Class ViterbiTrainer

java.lang.Object
org.tribuo.classification.sequence.viterbi.ViterbiTrainer
All Implemented Interfaces:
com.oracle.labs.mlrg.olcut.config.Configurable, com.oracle.labs.mlrg.olcut.provenance.Provenancable<TrainerProvenance>, SequenceTrainer<Label>

public final class ViterbiTrainer extends Object implements SequenceTrainer<Label>
Builds a Viterbi model using the supplied Trainer. Has a parameter to control the label features which are added to the features supplied by the data.
  • Constructor Details

    • ViterbiTrainer

      public ViterbiTrainer(Trainer<Label> trainer, LabelFeatureExtractor labelFeatureExtractor, ViterbiModel.ScoreAggregation scoreAggregation)
      Constructs a ViterbiTrainer wrapping the specified trainer, with an unbounded stack size.
      Parameters:
      trainer - The trainer to wrap.
      labelFeatureExtractor - The feature extraction function for labels.
      scoreAggregation - The score aggregation function.
    • ViterbiTrainer

      public ViterbiTrainer(Trainer<Label> trainer, LabelFeatureExtractor labelFeatureExtractor, int stackSize, ViterbiModel.ScoreAggregation scoreAggregation)
      Constructs a ViterbiTrainer wrapping the specified trainer.
      Parameters:
      trainer - The trainer to wrap.
      labelFeatureExtractor - The feature extraction function for labels.
      stackSize - The stack size.
      scoreAggregation - The score aggregation function.
  • Method Details

    • train

      public SequenceModel<Label> train(SequenceDataset<Label> dataset, Map<String,com.oracle.labs.mlrg.olcut.provenance.Provenance> runProvenance)
      The viterbi train method is unique because it delegates to a regular Model train method, but before it does, it adds features derived from preceding labels.
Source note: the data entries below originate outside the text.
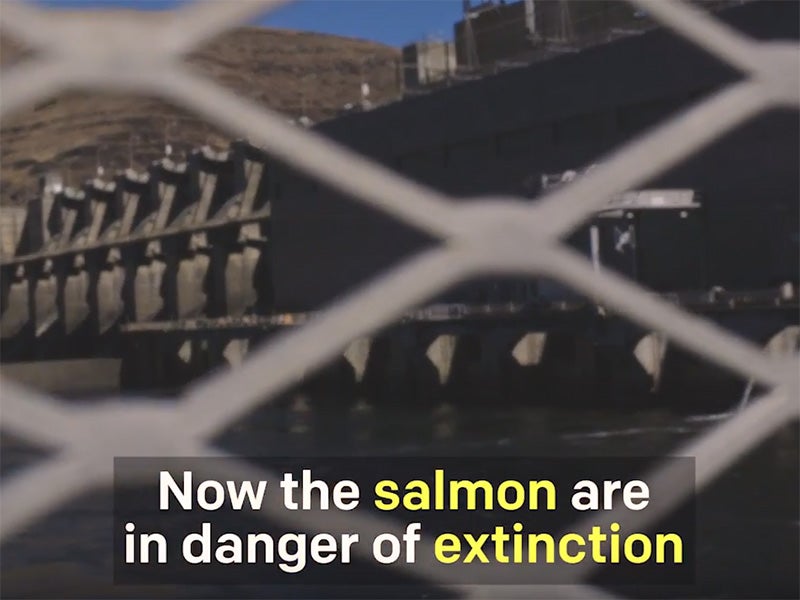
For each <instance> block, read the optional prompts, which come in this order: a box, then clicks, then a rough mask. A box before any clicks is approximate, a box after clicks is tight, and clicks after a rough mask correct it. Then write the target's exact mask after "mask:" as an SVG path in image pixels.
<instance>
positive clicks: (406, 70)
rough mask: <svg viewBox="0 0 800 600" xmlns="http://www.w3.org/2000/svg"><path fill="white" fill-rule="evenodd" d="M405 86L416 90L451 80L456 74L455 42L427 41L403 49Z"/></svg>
mask: <svg viewBox="0 0 800 600" xmlns="http://www.w3.org/2000/svg"><path fill="white" fill-rule="evenodd" d="M402 56H403V59H402V60H403V85H404V87H405V88H406V89H414V88H419V87H424V86H430V85H435V84H437V83H440V82H443V81H447V80H449V79H450V78H451V77H452V76H453V75H454V74H455V72H456V52H455V45H454V44H453V42H447V41H425V42H416V43H414V44H409V45H407V46H405V47H404V48H403V53H402Z"/></svg>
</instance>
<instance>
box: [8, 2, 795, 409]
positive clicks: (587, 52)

The pipeline upstream of this call should not care that these features are being added - that is, we would not want to make the upstream logic worry about what kind of trainer will be used and have conditional logic that says to add special label-derived features if using the ViterbiTrainer. So, these one-of-a-kind unique-in-the-world label-derived features are generated here and added to the sequence examples of the passed in dataset. If you pass in a MutableSequenceDataset, then please be aware that your dataset will be modified after calling this method and therefore subsequent calls to other SequenceModel.train methods with your dataset should be avoided. If you pass in an ImmutableSequenceDataset, then please be aware that your entire dataset is going to be copied as a MutableSequenceDataset - so there is a memory penalty.
      Specified by:
      train in interface SequenceTrainer<Label>
      Parameters:
      dataset - The input dataset.
      runProvenance - Any additional information to record in the provenance.
      Returns:
      A SequenceModel using Viterbi wrapped around an inner Model.
    • getInvocationCount

      public int getInvocationCount()
      Description copied from interface: SequenceTrainer
      Returns the number of times the train method has been invoked.
      Specified by:
      getInvocationCount in interface SequenceTrainer<Label>
      Returns:
      The number of times train has been invoked.
    • toString

      public String toString()
      Overrides:
      toString in class Object
    • getProvenance

      public TrainerProvenance getProvenance()
      Specified by:
      getProvenance in interface com.oracle.labs.mlrg.olcut.provenance.Provenancable<TrainerProvenance>